PPO
Proximal Policy Optimization (PPO) is one of the most powerful actor-critic methods. It can stably update policy parameters in trust region using surrogate objective function.
PPO suggests two objective functions. We use clipped surrogate objective function of them, which is known to have better performance.
Paper: Proximal Policy Optimization Algorithms
PPO has below features:
- Actor-Critic method
- on-policy
- stable
- general
Configuration
PPO has slightly complex hyperparameters, but default values are good enough.
Note if the setting has default value, you can skip it.

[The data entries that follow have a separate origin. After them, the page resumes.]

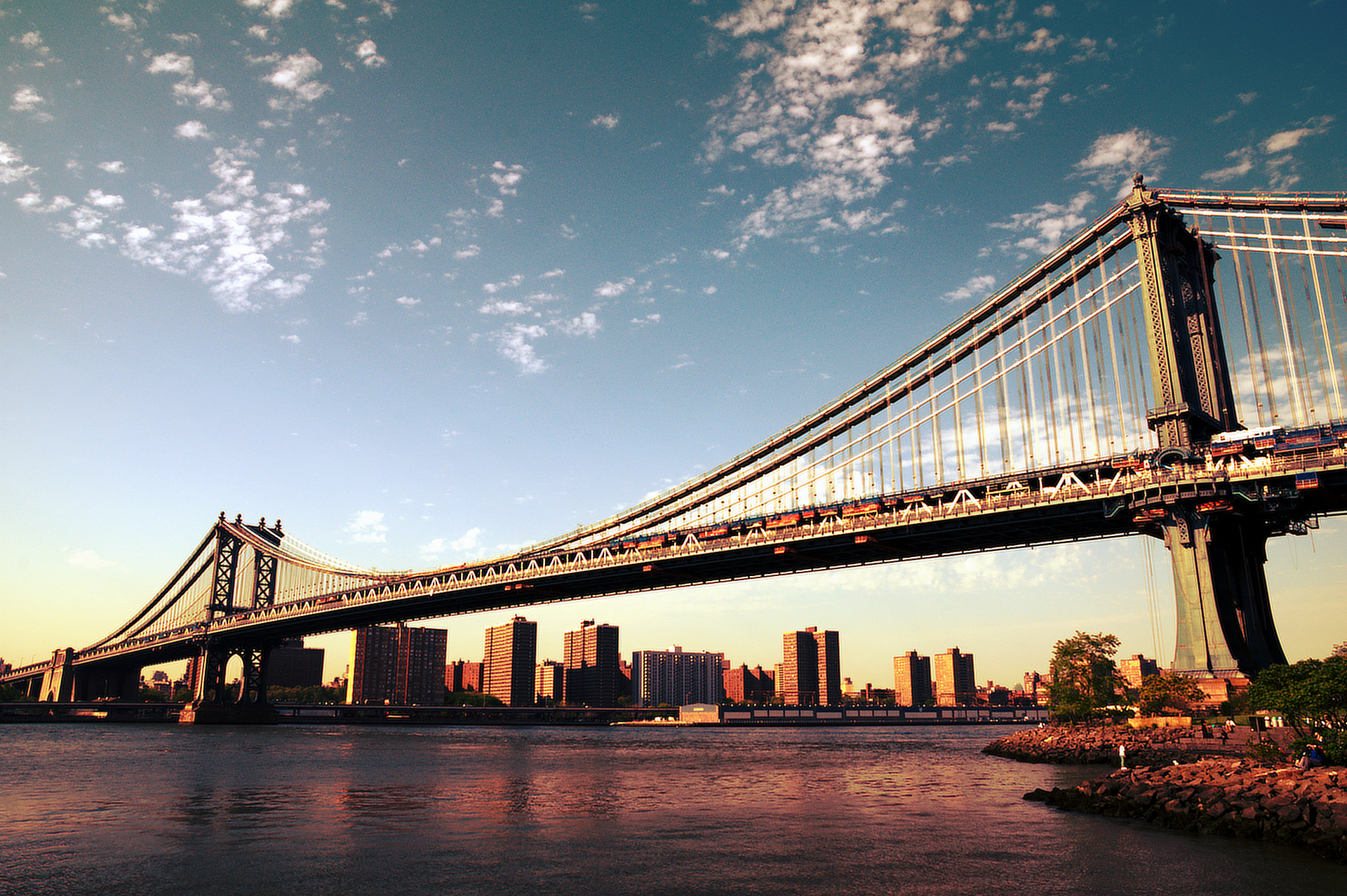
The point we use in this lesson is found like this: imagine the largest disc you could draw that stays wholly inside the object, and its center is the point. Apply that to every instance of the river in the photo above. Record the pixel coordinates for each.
(152, 810)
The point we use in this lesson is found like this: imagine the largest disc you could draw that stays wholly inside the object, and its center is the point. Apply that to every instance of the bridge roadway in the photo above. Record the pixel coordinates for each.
(1048, 507)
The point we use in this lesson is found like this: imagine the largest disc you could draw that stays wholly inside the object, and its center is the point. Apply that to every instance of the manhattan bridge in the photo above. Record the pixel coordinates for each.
(1175, 371)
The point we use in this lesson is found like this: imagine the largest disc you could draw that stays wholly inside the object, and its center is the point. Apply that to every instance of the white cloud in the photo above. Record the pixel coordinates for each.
(818, 96)
(1127, 152)
(271, 8)
(516, 344)
(193, 131)
(1284, 140)
(104, 200)
(247, 244)
(11, 165)
(977, 287)
(368, 527)
(1048, 224)
(500, 306)
(492, 288)
(368, 54)
(171, 64)
(297, 76)
(507, 177)
(1042, 41)
(1244, 163)
(26, 99)
(584, 325)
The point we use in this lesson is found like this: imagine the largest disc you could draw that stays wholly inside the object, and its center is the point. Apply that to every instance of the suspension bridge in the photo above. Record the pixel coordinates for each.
(1175, 371)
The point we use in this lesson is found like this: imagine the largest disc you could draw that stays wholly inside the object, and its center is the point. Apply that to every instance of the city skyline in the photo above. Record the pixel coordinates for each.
(431, 285)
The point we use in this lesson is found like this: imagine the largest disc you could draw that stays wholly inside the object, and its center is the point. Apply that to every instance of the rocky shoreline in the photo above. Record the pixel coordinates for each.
(1175, 784)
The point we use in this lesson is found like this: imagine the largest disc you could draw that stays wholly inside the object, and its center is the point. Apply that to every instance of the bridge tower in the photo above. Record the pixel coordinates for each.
(213, 701)
(1224, 615)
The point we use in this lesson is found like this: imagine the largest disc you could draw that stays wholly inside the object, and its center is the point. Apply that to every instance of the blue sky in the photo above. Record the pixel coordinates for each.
(433, 282)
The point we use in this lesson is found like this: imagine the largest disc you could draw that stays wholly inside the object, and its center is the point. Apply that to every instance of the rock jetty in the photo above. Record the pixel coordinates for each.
(1178, 779)
(1098, 744)
(1237, 798)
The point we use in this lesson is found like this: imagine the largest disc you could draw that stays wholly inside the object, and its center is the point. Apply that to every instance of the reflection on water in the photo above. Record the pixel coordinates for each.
(115, 809)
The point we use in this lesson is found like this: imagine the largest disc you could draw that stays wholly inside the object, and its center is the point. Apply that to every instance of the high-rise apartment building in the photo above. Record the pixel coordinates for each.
(549, 682)
(398, 664)
(954, 681)
(676, 676)
(811, 669)
(746, 685)
(462, 676)
(293, 664)
(590, 659)
(508, 662)
(912, 679)
(1136, 669)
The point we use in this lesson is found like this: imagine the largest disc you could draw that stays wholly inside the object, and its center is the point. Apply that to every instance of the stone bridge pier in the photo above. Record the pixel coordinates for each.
(219, 702)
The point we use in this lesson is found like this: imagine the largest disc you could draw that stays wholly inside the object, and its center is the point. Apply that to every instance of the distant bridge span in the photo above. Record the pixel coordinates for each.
(1093, 396)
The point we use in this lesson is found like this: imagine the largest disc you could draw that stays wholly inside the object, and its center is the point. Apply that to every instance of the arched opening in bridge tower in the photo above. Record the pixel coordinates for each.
(234, 679)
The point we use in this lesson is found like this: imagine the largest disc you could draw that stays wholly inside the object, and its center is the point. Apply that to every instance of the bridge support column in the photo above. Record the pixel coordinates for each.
(216, 702)
(58, 682)
(1224, 617)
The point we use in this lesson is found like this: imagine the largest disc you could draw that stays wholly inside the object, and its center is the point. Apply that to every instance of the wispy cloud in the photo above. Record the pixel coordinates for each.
(368, 527)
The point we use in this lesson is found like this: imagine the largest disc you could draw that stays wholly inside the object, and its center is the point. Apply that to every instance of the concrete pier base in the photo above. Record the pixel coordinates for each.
(203, 713)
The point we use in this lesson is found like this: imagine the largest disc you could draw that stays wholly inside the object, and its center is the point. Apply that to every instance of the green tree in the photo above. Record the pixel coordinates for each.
(11, 694)
(1313, 697)
(1085, 678)
(306, 694)
(1168, 692)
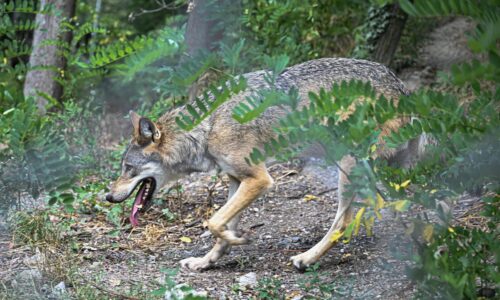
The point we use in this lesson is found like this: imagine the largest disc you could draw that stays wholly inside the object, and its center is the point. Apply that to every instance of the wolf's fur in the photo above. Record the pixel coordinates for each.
(163, 151)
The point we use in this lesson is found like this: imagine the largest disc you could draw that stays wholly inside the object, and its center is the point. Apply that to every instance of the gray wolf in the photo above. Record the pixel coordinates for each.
(160, 152)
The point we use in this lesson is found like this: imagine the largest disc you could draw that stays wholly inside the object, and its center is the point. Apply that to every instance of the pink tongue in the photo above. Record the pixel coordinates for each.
(135, 208)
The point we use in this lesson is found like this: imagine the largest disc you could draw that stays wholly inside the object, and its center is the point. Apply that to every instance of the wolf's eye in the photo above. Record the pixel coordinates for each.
(128, 168)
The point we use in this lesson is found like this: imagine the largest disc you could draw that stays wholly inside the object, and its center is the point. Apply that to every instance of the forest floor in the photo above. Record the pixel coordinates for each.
(289, 219)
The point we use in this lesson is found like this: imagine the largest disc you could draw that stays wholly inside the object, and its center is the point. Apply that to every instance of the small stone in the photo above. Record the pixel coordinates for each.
(32, 275)
(60, 288)
(248, 280)
(206, 234)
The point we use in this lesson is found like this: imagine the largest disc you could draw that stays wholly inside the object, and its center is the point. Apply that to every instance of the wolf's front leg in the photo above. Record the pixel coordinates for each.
(251, 187)
(224, 223)
(220, 248)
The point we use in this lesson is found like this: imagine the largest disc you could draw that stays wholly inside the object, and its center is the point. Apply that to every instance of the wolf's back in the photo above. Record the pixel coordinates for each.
(321, 73)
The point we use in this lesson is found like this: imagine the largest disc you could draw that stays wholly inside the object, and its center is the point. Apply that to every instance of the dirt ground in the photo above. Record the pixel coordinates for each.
(289, 219)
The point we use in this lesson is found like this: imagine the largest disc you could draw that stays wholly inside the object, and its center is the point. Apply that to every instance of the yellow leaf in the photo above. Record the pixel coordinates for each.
(369, 225)
(336, 235)
(400, 205)
(357, 220)
(427, 232)
(186, 239)
(410, 229)
(380, 202)
(405, 183)
(310, 197)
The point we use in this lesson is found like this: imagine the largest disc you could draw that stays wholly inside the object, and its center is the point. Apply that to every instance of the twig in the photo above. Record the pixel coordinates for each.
(193, 223)
(115, 294)
(162, 6)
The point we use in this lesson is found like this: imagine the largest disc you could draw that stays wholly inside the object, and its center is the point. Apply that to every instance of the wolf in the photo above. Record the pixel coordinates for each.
(160, 152)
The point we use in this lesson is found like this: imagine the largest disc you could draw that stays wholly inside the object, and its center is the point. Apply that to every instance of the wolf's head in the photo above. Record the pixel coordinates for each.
(142, 166)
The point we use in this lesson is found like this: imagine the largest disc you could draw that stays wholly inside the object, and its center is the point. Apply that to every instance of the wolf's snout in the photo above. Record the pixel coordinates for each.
(109, 198)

| Parameter | Description |
|---|---|
n_steps | (int) The number of time steps to collect experiences until training. The number of total experiences (entire_batch_size) is num_envs * n_steps. Since PPO is on-policy method, the experiences are discarded after training. |
epoch | (int) The number of times the entire experience batch is used to update parameters |
mini_batch_size | (int) The mini-batches are selected randomly and independently from the entire experience batch during one epoch. The number of parameters updates at each epoch is the integer value of entire_batch_size / mini_batch_size. |
gamma | (float, default = 0.99) Discount factor \(\gamma\) of future rewards. |
lam | (float, default = 0.95) Regularization parameter \(\lambda\) which controls the bias-variance trade-off of Generalized Advantage Estimation (GAE). |
advantage_normalization | (bool, default = False) Whether or not normalize advantage estimates across single mini batch. It may reduce variance and lead to stability, but does not seem to effect performance much. |
epsilon_clip | (float, default = 0.2) Clamps the probability ratio (\(\dfrac{\pi_{\text{new}}}{\pi_{\text{old}}}\)) into the range \([1 - \epsilon, 1 + \epsilon]\). |
value_loss_coef | (float, default = 0.5) State value loss (critic loss) multiplier. |
entropy_coef | (float, default = 0.001) Entropy multiplier used to compute loss. It adjusts exploration-exploitation trade-off. |
device | (str | None, default = None) Device on which the agent works. If this setting is None, the agent device is same as your network's one. Otherwise, the network device changes to this device. Options: None, cpu, cuda, cuda:0 and other devices of torch.device() argument |
Network
class: PPOSharedNetwork
Note that since it uses the Actor-Critic architecure and the parameter sharing, the encoding layer must be shared between Actor and Critic.
You need to implement below methods.
Forward
@abstractmethod
def forward(
self,
obs: Observation
) -> tuple[PolicyDist, Tensor]
Parameters:
| Name | Description | Shape |
|---|---|---|
obs (Observation) | Observation batch tuple. | *batch_shape = (batch_size,) details in Observation docs |
Returns:
| Name | Description | Shape |
|---|---|---|
policy_dist (PolicyDist) | Policy distribution \(\pi(a \vert s)\). | *batch_shape = (batch_size,) details in PolicyDist docs |
state_value (Tensor) | State value \(V(s)\). | (batch_size, 1) |